When you are buying a used car, conducting due diligence is vital to ensure that you get value for money. It includes knowing the immediate previous owner and inspecting a vehicle for signs of damage or significant tear and wear. The inspection part is crucial because it informs you of the current condition of the car. Unfortunately, many used car buyers often forget to ask about logbook service, and if they do, they don't know what to look for. This article highlights what to look for in a logbook service history.
Dealer Stamp or Authorised Centre -- There are many service centres that car owners to take their vehicles to for logbook services. However, although some auto centres are licenced, they might not be authorised by the manufacturer of that specific brand of car. It is vital to consider accreditation because car dealers and car manufacturers want a certain level of service quality, so they prefer to work with select auto service centres that have received training in how to handle their vehicles.
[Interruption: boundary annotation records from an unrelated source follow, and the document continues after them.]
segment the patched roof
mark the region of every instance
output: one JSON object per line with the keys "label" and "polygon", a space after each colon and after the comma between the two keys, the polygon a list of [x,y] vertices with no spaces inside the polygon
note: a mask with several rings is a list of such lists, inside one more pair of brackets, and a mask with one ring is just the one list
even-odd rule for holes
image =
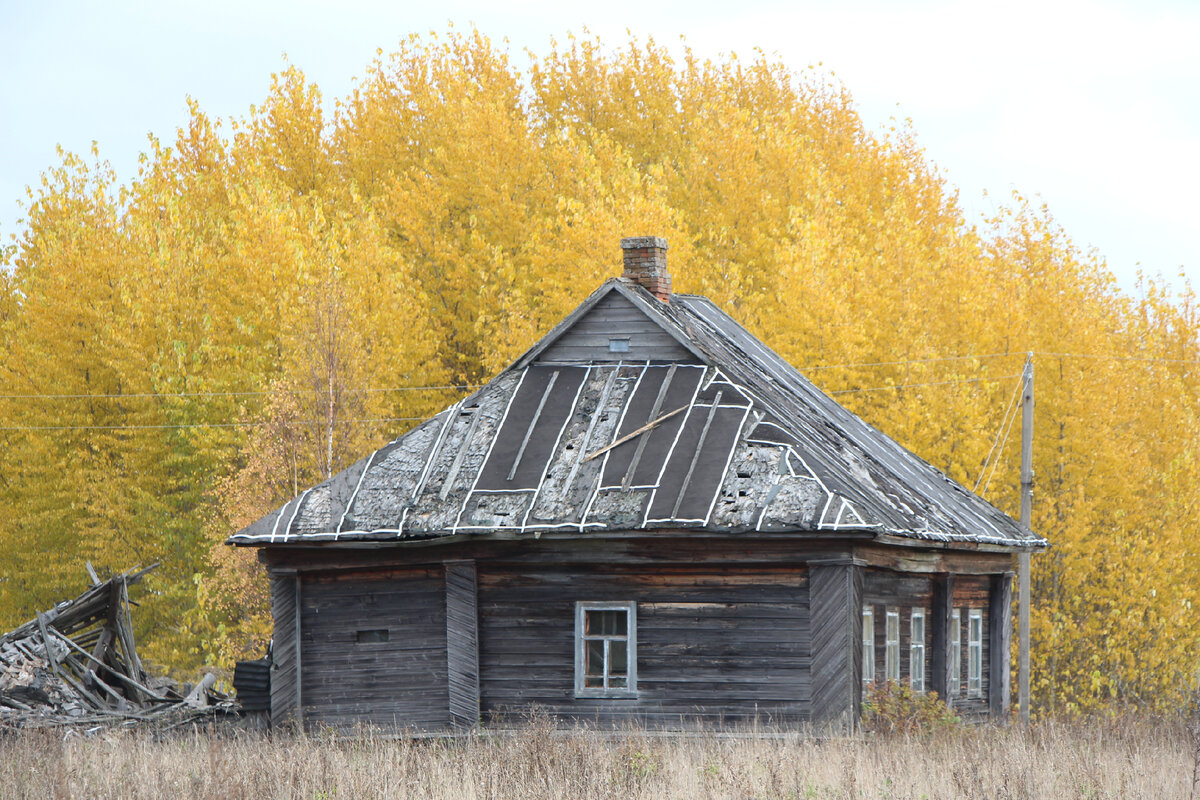
{"label": "patched roof", "polygon": [[[670,359],[562,360],[574,351],[564,335],[612,300],[670,336],[674,349],[658,350]],[[640,529],[1046,545],[844,409],[709,300],[664,303],[622,279],[482,389],[229,542]]]}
Thus, ensure that a logbook service card has stamps from all authorised service centres that have worked on the vehicle; otherwise, approach a purchase cautiously.
Type of Service Conducted -- When you buy a new car, a dealer or a manufacturer details the logbook services to be performed on the vehicle. For instance, a car manufacturer might indicate that an authorised mechanic should check the fan belt or fluids every six months. When each service is completed, a mechanic must indicate the type of service conducted in a logbook. Each entry acts as a quick reference for future auto centre visits because it informs a mechanic of the specific logbook services to be performed on a car. Therefore, if a used car's logbook does not indicate the type of checks or repairs conducted, you can conclude that the vehicle was neglected.
Date of Every Service -- Lastly, a logbook service history must show when each type of service was performed. Some checks are regularly conducted while others are done occasionally. For example, changing an oil filter is a regular service and should be done every few months. On the other hand, brake inspections and adjustments are performed occasionally, say every six months. Therefore, if there are no service dates on a logbook history, it becomes difficult to ascertain when and if each service was performed. In this regard, only buy a used car whose logbook shows the exact dates of every service.